Merujuk judul di atas, sekarang membahas spektrum ancaman.

Pointers diskusi di Forum Sanyata Cofee pimpinan Romeo10 mensinyalir adanya 3 (tiga) spektrum ancaman, antara lain:

Pertama, ancaman dari luar bersifat militer. Ini ranah Kemenhan RI dan jajaran TNI termasuk konsep bela negara di dalamnya. TNI di depan sebagai leading sector didukung komponen bangsa lain seperti Polri, contohnya, atau entitas lain yang siap bela negara;

Kedua, ancaman dari sisi internal baik itu gangguan kamtibmas, gangguan keamanan berintensitas tinggi, maupun extra ordonary dan seterusnya yang mengganggu keamanan dalam negeri. Ini ranah Polri. Ia di depan dibantu oleh TNI, misalnya, atau pemda, komponen bangsa lain dan seterusnya;

Ketiga, ancaman dari luar bersifat nirmiliter (asimetris) seperti pandemi, misalnya, atau ideologi impor yang merusak kesatuan dan persatuan bangsa, serbuan narkoba, dan lain-lain. Untuk ancaman ini yang di depan sebagai leading sector ialah kementerian terkait yang berkompeten dibantu oleh TNI-Polri, masyarakat dan seterusnya. Covid-19, misalnya, seandainya pandemi ini didudukkan oleh negara sebagai ancaman dari luar bersifat asimetris, seyogianya yang di depan Kemenkes RI (bukannya Satgas Covid-19) dibantu oleh instansi terkait.

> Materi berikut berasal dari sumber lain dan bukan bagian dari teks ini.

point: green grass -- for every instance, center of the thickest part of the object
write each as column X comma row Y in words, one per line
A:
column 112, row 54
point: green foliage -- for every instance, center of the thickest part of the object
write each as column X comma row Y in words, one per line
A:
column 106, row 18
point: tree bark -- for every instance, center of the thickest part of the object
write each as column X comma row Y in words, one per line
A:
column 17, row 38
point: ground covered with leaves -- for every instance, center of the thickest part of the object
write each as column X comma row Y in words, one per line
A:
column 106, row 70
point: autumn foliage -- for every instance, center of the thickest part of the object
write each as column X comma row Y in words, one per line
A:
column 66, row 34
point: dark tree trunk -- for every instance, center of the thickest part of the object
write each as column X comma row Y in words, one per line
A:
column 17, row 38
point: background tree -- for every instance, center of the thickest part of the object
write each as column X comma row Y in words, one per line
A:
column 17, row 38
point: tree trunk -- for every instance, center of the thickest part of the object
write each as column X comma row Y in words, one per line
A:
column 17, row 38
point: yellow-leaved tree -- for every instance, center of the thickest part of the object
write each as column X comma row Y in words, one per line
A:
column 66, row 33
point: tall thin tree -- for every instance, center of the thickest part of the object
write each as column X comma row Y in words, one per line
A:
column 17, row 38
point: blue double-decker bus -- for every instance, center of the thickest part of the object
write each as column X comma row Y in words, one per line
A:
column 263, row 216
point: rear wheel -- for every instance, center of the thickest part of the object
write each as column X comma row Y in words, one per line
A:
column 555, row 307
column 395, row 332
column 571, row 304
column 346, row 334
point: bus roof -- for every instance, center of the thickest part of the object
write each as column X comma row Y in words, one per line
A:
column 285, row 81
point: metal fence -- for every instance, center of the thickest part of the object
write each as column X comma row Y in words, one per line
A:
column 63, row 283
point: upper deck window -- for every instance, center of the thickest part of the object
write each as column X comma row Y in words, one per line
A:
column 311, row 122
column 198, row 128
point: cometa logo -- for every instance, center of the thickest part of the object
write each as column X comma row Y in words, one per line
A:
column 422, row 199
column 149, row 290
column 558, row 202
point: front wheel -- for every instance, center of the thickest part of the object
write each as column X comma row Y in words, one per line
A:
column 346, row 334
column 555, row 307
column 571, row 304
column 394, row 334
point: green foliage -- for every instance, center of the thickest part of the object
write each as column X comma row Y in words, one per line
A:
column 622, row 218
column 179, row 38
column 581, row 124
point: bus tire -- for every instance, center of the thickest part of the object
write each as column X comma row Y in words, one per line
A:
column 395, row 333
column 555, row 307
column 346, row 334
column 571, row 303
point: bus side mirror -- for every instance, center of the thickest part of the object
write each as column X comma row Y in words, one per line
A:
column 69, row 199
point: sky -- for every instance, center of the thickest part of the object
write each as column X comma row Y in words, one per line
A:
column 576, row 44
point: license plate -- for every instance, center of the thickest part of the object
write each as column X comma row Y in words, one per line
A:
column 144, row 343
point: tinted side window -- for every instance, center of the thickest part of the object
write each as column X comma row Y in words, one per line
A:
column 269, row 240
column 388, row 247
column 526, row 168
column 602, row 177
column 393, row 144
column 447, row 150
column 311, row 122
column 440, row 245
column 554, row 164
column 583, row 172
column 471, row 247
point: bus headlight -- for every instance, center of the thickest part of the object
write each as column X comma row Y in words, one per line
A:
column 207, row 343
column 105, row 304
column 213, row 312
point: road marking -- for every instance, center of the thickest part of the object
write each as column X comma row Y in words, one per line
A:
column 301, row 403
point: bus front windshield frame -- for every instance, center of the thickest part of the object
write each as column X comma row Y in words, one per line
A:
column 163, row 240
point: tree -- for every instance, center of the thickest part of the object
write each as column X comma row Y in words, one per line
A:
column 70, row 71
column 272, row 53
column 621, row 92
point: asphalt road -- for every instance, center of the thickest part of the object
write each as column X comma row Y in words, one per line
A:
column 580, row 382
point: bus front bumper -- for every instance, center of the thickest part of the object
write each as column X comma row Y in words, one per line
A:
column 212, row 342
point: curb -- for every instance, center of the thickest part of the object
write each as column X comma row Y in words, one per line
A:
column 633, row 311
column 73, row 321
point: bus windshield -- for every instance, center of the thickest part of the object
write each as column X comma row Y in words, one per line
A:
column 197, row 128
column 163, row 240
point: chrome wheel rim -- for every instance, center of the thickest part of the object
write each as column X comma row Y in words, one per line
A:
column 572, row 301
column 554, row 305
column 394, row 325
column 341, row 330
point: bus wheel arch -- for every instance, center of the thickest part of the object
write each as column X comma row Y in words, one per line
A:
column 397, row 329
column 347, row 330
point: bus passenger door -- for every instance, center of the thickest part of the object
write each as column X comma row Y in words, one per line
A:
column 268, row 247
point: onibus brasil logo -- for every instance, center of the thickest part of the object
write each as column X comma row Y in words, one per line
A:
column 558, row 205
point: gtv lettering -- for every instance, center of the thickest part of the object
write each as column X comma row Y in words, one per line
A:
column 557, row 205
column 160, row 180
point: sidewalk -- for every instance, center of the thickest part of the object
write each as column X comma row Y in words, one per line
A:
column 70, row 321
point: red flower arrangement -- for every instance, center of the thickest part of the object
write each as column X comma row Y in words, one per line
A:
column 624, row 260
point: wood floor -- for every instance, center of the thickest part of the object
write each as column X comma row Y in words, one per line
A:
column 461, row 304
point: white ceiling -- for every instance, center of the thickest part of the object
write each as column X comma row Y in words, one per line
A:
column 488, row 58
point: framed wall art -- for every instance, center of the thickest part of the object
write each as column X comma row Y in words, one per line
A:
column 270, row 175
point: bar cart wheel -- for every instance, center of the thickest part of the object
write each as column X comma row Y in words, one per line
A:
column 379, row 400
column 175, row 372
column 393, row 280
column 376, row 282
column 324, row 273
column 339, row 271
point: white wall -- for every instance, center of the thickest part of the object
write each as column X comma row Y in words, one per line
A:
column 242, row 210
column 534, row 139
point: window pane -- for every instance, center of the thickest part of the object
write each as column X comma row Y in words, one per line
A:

Nah, dari konsep tiga spektrum ancaman ini terlihat jelas bahwa sesungguhnya tidak ada grey area atau wilayah abu-abu dalam setiap ancaman negara, tetapi ruang grey tadi diisi dengan sinergisitas antar dan lintas institusi serta kementerian terkait, bahkan bisa mengikutkan (rakyat) unsur bela negara.

Maka terkait EKA, EKI, ELA dan ETE di atas, maraknya narkoba misalnya, atau merebaknya Covid-19, ataupun soal RUU HIP, contohnya — apakah hal itu disikapi sebagai peristiwa lazim, bencana nasional, atau ancaman bagi keamanan negara? Itu terpulang judgement para perumus kebijakan karena akan terkait dengan bagaimana cara dan perilaku negara cq rezim —sistem dan aturan— menyikapi peristiwa dimaksud.

Demikianlah adanya, demikian sebaiknya.

***) Pointers diskusi di Sanyata Coffee pimpinan Romeo10: “We Create the Future Leaders.”